共感障害になりやすい人の特徴がある。それは、自閉症スペクトラム障害ASD)、注意欠如多動症ADHDの特性をもつ人だ。

 まずは、自閉症について詳しく見ていこう。

自閉症という名の弊害

 実は、「自閉症」について多くの日本人は誤解している。「自閉症」の英語対訳は autism である。

 独自の世界観で物事を見、独自の手法でコミニケーションをとるので、自己完結で動いているように見える。「典型的な人」には分かりにくいだけで、別に「外界を拒絶して、自分の中に閉じこもっている」わけではない

 つまり、自閉症と言うのは、「自分の中に閉じこもって、人を拒絶する」障害の事ではなく、「独自のものの見方をするため、汎用の典型的なコミニケーションが成立しにくい」症状のことである。

 それが、軽微であれば個性派と呼ばれ、中道であればかたくなな変人に見え、重度であれば障害者と呼ばれる。英語では、軽微なものから重度なものまでを包括して autism と呼んでいる。

 それらの明確な境界線はなく、シームレスである。そして、ある脳にどの言葉が与えられるかは、所属する社会のコミュニケーションモデルの厳格さに左右される。ある国では個性派と呼ばれる人が、別の国では社会生活不適応者の烙印を押されたりするわけだ。

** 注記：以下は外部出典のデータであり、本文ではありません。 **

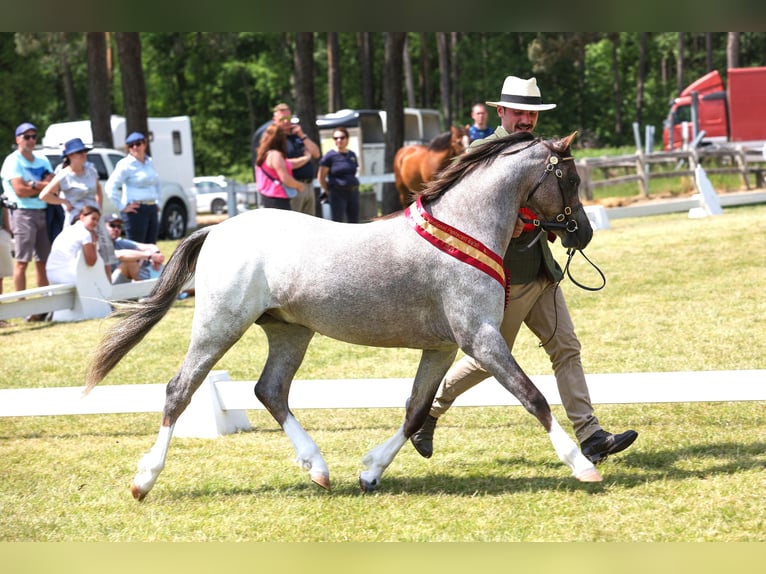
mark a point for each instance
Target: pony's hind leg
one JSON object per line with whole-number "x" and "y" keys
{"x": 287, "y": 347}
{"x": 433, "y": 365}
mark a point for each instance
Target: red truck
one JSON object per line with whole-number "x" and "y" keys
{"x": 736, "y": 116}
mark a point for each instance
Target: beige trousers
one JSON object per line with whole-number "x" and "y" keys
{"x": 541, "y": 306}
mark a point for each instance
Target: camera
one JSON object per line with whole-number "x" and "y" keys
{"x": 6, "y": 203}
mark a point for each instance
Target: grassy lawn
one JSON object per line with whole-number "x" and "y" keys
{"x": 681, "y": 294}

 日本では、autism は自閉症と名付けられた。この対訳のせいで、「自分の空に閉じこもって、人と関われない」障害として認知されてしまったのである。つまり、重度のautismを言葉で作り出し、個性派と隔離してしまったのだ。

障害としての自閉症

 人種と文化のるつぼであるアメリカは、オーティズムに理解のあるお国柄である。社会生活不適応者を個性派ビジネスパーソンに変えるため、社会の包括力を上げようとしている。

 対する日本はどうであろうか。個性派の若者が潰されていく国に見えて仕方がない。若者同士が「あいつは空気読めない奴」「むかつく」などと、個性派を攻撃している。

 そんな日本で、オーティズムは自閉症と言う名称を与えられた。

 確かに、社会支援が必要な障害者としての自閉症児が存在する。

 認識フレームがとても作りにくいので生まれてくる子がいるからだ。

 人の認識フレームは3歳までに大量に生成される。生まれてきた環境を知覚し、言葉や所作などを生きていくための基本的な全てを手に入れるためだ。もちろんその後も認識フレームを作られ続ける。特に8歳は空間認知と身体制御の発達臨界期と言われ、ここまでが、感性の基礎となる認識フレームの生成期にあたる。

 認識フレームの作りにくさが重度だと、言葉の認知さえできないので、知的障害児として支援が必要になる。

 ただしその場合でも、「とても作りにくい」けれど、「全く作れない」わけではない。自閉症児の脳を理解さえすれば、認識フレーム生成を手伝ってあげられる。脳は個性を持ったまま、ゆるやかに進化できるのである。

感じすぎる脳は、世界が分からない

 神経細胞ニューロンの数は、生まれ落ちたその瞬間が、人生最多である。そのニューロンは、3歳までに、急速に数を減らしていく。一方で、それらをネットワークする神経細胞繊維の数は劇的に増えていく。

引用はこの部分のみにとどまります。